2023-24 UTM/Jackman Humanities Institute Annual Seminar

 Multilingualism:

Reflecting on a Global Reality through Time, Space, Mind and Text.

 

Our seminar invites everyone - students, faculty, and the general public - to engage with one, some, or all of a series of ten events throughout the fall and winter sessions at UTM addressing topics on multilingualism from diverse vantage points, including linguistics, language education, literature, culture, and lived experiences. Running from September to April, this series features events such as exhibitions, lectures, workshops, panels, reading groups, and a student research symposium and collaborates with local, national, and international experts. 

The faculty organizers of this seminar all hail from the Department of Language Studies:

Marie-Paule Lory
Mihaela Pirvulescu,
Adrien Rannaud
Katherine Rehner
Jeff Steele
Ai Taniguchi
Michelle Troberg 

 

September 20/23:

L'IMAGE Comics Exhibit: Language, Identity, Multiculturalism and Global Empowerment

October 5/23:

Acquisition of Verbal Inflection in Advanced Students in Ontario

November 13/23:

Language Learning Experiences of Adult Migrants: A Comparative Study

December 8/23:

Student Research Symposium on Multilingualism

January 25/24:

Hearing Employability, Hearing Race

March 6/24:

Assessing Individual Differences in Multilinguals

March 7/24:

Plurilingual Education in Canada

March 20/24:

Can language policies affect language vitality?

April 5/24:

New Approaches to Multilingualism in the Distant Past
 

Find out more about past and upcoming events by clicking on the tabs above.

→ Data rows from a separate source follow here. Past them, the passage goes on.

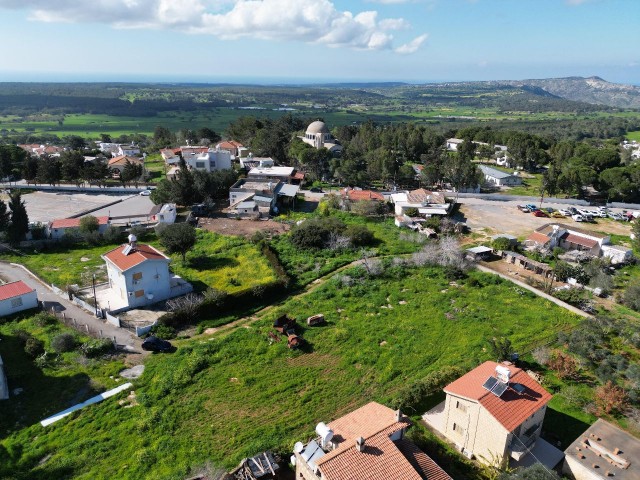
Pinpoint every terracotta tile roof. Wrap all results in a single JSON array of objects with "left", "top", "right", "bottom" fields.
[
  {"left": 316, "top": 402, "right": 436, "bottom": 480},
  {"left": 109, "top": 155, "right": 142, "bottom": 167},
  {"left": 49, "top": 216, "right": 109, "bottom": 228},
  {"left": 395, "top": 439, "right": 452, "bottom": 480},
  {"left": 102, "top": 244, "right": 170, "bottom": 272},
  {"left": 407, "top": 188, "right": 446, "bottom": 204},
  {"left": 527, "top": 232, "right": 550, "bottom": 245},
  {"left": 0, "top": 280, "right": 34, "bottom": 300},
  {"left": 561, "top": 232, "right": 598, "bottom": 248},
  {"left": 344, "top": 190, "right": 384, "bottom": 202},
  {"left": 444, "top": 361, "right": 552, "bottom": 432}
]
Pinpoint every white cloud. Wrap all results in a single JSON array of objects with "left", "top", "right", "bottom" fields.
[
  {"left": 0, "top": 0, "right": 426, "bottom": 53},
  {"left": 395, "top": 33, "right": 428, "bottom": 55}
]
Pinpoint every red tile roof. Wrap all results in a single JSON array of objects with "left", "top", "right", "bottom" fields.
[
  {"left": 316, "top": 402, "right": 449, "bottom": 480},
  {"left": 344, "top": 189, "right": 384, "bottom": 202},
  {"left": 562, "top": 233, "right": 598, "bottom": 248},
  {"left": 0, "top": 280, "right": 34, "bottom": 300},
  {"left": 49, "top": 216, "right": 109, "bottom": 228},
  {"left": 527, "top": 232, "right": 550, "bottom": 245},
  {"left": 102, "top": 244, "right": 170, "bottom": 272},
  {"left": 444, "top": 362, "right": 552, "bottom": 432}
]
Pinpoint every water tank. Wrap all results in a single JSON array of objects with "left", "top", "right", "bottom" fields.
[{"left": 316, "top": 422, "right": 333, "bottom": 448}]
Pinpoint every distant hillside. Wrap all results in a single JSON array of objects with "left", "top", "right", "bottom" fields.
[{"left": 492, "top": 77, "right": 640, "bottom": 108}]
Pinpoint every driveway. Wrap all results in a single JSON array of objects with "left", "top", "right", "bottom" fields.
[{"left": 0, "top": 262, "right": 142, "bottom": 352}]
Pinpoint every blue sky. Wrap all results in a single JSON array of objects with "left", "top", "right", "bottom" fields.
[{"left": 0, "top": 0, "right": 640, "bottom": 85}]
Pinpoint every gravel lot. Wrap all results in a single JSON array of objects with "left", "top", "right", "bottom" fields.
[{"left": 457, "top": 198, "right": 631, "bottom": 237}]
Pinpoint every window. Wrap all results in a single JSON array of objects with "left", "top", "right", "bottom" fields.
[{"left": 453, "top": 423, "right": 464, "bottom": 435}]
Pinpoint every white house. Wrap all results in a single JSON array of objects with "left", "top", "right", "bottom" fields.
[
  {"left": 0, "top": 280, "right": 38, "bottom": 317},
  {"left": 480, "top": 165, "right": 522, "bottom": 187},
  {"left": 183, "top": 149, "right": 231, "bottom": 172},
  {"left": 101, "top": 239, "right": 193, "bottom": 311},
  {"left": 45, "top": 216, "right": 109, "bottom": 240},
  {"left": 299, "top": 120, "right": 342, "bottom": 153},
  {"left": 149, "top": 203, "right": 177, "bottom": 224}
]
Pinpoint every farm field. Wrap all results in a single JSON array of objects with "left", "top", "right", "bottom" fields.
[{"left": 0, "top": 265, "right": 579, "bottom": 479}]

The aim of the UTM / Jackman Humanities Institute Annual Seminar is to create an intellectual community that vigorously addresses a topic of scholarly importance, and which includes a public humanities component. Find out more about the Jackman Humanities Institute here

 

 

The Ideas Behind The Seminar
 

Literature and the co-presence of multilingualism:

Multilingualism/dialectalism emerges naturally from human experience, whether it be a minority language child raised in a majority-language environment then schooled in another language, an adult worker in a bilingual context who also requires other languages for international business exchange, or any of the other situations of multiple language contact that have arisen since time immemorial. Language is one of the only cognitive faculties unique to humans, but the existence of a single language in the brain and a single language in one’s community is rather exceptional; it is the multilingual experience that is the norm. The basic challenge that multilingualism poses for scholars in the Humanities is that, although the norm, the monolingual model for theory building and research methods still dominates; the multilingual reality must therefore be more adequately reflected in theory, method, and practice. The themes and questions that guide this seminar are the following:
 

 

  • The current vitality of Indigenous iteratures written in French rests on several strategies of reappropriation, including the resurgence of the ancestral language. One can argue that the integration of words, sentences, and whole pages in Indigenous language can be a form of empowerment and re-placement for Native writers. What does this intertwining of Indigenous and French languages change to the form and the meaning of a literary text? How can a poem, a piece based on the power of image and recreation, be affected and reinvented by the co-presence of multilingualism? How can a settler reader engage with this unfamiliarity?

 

Multilingualism, power, and identity:

  • How do multilingual youth in Canada navigate their complex linguistic identities in their daily lives? How does accentism and other language-based discrimination impact young people’s lives? How can we empower young people who do not feel confident about their language(s)?

 

Multilingual language development and maintenance:

  • Contrary to the popular belief that children learn their native language(s) fast and effortlessly, research has shown that most grammatical properties take between 6 to almost 12 years of robust language exposure to become consolidated. How can we encourage the development and maintenance of all native languages in the context of a majority language and of monolingual norms? What role do factors such as the following play in this development: the ethnolinguistic vitality of a minority language community; the extent of language exposure and use at home as well as within and outside of the classroom; a speaker’s own social background, identity, and agency? With adult learners, current research seeks to determine, among other things, how language acquisition is shaped by a wide range of linguistic and learner variables. Which factors are most relevant to effective language learning for a given learner group? What factors must effective language teaching pedagogy be sensitive to when working with multilinguals?

 

Sociolinguistic development and integration in multilingual contexts:

  • Unilingual speakers of societally dominant languages seem to develop effortlessly a wide socio-stylistic repertoire of register markers and the knowledge of how to deploy them. At the same time, with increasing levels of global migration giving no signs of slowing, unprecedented numbers of migrants are confronting linguistically alien terrains and are faced with challenges of integrating into host societies. How do sociolinguistic abilities develop for speakers of minority languages or for learners of additional languages in contexts of societal multilingualism? What language learning opportunities await them when they arrive?

 

Multilingualism through time:

  • What kinds of artifacts reveal multilingual realities from antiquity through the Middle Ages, and how can modern linguistic theory and methods be used to better understand them? How does it align with or challenge long-held assumptions about the communities that produced these artifacts?